If your census questionnaire is still sitting in a pile of papers on the kitchen counter, don’t be surprised to imminently see a Statistics Canada enumerator at your door, reminding you to fill it out.
Last week marked a soft deadline for enumerators to remind as many people as they can, but if you’ve ignored previous reminders, one last one is on the way.
“Those who have not yet completed will get another letter from the chief statistician stipulating the importance and legal obligations of completing the census,” said Peter Liang, census communications manager for B.C.
“The refusal cases will be referred to Public Prosecution Services of Canada. … The Statistics Act does stipulate those who refuse can face a fine up to $500.”
Following the 2006 Census, Statistics Canada forwarded 64 cases for possible prosecution.

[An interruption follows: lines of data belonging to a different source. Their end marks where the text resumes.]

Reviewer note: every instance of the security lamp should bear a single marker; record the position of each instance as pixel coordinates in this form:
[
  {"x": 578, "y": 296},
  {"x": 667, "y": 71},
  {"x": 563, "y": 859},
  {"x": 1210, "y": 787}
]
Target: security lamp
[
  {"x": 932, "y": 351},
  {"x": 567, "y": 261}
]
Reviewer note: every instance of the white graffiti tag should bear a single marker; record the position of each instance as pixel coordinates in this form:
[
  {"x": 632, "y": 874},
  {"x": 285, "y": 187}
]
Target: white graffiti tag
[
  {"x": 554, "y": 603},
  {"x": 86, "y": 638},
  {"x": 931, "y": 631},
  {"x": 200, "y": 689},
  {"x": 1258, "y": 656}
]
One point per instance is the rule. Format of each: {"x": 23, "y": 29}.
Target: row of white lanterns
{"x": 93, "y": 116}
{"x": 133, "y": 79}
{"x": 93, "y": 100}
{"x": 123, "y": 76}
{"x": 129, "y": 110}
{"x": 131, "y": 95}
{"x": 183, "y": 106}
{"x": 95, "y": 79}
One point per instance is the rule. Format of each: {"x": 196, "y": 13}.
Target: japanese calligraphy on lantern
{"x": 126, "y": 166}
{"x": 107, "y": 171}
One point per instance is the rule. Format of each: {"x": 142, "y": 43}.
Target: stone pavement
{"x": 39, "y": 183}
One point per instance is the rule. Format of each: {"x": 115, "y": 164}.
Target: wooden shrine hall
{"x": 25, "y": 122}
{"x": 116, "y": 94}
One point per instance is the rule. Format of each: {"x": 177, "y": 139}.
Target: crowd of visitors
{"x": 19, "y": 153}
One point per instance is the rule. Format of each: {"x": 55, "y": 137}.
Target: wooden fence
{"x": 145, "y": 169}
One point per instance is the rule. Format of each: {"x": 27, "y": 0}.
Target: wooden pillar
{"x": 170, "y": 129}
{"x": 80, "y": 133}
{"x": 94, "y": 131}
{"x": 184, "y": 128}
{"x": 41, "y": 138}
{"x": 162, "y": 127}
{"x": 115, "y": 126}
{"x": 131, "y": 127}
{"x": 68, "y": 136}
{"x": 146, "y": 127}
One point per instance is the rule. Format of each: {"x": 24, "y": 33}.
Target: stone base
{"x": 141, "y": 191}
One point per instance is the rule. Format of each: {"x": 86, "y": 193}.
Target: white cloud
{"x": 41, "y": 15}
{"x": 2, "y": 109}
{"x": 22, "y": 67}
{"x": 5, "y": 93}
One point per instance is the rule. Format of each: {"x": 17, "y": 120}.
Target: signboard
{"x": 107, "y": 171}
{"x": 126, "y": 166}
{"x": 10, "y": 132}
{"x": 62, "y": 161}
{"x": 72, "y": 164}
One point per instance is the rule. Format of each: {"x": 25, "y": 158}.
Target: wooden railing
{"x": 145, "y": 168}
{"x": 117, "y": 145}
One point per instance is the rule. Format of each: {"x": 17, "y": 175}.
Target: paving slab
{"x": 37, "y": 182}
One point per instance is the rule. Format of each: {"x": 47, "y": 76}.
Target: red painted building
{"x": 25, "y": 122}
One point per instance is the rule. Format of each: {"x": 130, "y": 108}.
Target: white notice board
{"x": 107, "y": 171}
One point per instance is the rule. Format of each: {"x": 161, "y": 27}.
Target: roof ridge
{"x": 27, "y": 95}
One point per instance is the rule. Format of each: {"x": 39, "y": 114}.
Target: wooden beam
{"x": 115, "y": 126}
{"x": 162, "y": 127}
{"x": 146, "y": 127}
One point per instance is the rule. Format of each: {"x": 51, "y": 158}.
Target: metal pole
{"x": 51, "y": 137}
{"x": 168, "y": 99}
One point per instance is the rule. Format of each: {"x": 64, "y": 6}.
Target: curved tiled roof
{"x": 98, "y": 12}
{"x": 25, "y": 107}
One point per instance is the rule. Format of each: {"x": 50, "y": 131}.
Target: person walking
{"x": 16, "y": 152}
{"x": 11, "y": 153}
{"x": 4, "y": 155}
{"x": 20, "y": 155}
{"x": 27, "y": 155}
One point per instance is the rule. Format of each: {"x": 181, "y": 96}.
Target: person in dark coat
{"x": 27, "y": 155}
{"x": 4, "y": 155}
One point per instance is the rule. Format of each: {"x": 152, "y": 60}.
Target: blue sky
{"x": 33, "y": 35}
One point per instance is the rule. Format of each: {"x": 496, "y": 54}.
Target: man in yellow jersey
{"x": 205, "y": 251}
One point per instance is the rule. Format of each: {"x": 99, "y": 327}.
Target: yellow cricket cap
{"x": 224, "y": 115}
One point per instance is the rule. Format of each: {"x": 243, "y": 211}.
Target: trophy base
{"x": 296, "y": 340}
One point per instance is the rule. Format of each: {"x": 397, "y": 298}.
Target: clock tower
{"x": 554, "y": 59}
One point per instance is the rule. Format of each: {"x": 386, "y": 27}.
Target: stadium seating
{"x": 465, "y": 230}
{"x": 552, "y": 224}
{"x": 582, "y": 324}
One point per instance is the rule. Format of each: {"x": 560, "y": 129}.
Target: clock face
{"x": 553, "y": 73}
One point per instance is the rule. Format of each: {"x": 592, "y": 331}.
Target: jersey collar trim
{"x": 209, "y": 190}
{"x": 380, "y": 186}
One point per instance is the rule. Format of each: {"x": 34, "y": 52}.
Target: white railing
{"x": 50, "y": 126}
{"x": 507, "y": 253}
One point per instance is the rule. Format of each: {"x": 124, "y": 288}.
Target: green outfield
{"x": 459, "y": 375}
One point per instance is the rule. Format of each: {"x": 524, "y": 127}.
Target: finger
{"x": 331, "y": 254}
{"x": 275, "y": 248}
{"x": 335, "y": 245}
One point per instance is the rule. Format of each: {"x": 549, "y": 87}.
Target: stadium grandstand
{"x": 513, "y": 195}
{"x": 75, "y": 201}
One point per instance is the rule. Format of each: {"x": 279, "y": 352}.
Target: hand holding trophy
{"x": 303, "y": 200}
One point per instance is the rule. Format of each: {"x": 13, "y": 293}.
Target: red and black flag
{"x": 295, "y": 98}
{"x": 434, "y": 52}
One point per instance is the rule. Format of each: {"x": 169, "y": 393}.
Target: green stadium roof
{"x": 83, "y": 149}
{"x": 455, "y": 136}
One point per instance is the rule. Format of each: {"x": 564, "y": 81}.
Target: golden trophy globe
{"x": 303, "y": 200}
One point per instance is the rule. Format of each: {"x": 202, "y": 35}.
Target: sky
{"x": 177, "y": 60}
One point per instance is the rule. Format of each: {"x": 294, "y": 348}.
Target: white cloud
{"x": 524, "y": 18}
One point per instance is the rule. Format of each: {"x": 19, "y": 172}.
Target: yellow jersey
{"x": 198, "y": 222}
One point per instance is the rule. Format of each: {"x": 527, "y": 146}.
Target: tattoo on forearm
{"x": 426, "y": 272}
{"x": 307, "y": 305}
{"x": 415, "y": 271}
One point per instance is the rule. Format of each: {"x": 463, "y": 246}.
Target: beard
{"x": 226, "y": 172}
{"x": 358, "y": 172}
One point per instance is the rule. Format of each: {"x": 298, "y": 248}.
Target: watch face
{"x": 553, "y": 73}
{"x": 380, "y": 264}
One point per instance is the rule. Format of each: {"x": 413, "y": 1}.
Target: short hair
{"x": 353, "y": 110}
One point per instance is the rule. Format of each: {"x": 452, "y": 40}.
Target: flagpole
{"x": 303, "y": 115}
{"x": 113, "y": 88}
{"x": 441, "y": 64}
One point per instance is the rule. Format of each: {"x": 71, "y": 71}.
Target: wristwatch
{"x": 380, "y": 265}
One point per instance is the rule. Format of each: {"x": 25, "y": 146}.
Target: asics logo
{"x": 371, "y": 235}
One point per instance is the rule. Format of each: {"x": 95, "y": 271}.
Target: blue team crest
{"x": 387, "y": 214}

“We’re not interested in prosecuting people. We are in the business of collecting important information so your community has what it needs to make informed decisions,” Liang said.
Census information helps all levels of government decide funding measures for such services as schools, hospitals, public transportation, police and fire. As well, the information will help determine how many seats B.C. has in the next House of Commons.
While completing the short-form census is mandatory, the more extensive National Household Survey is not. Statistics Canada mailed out an estimated 15 million forms in all this year.
If you haven’t already done so, you can complete your census or the NHS online at census2011.gc.ca.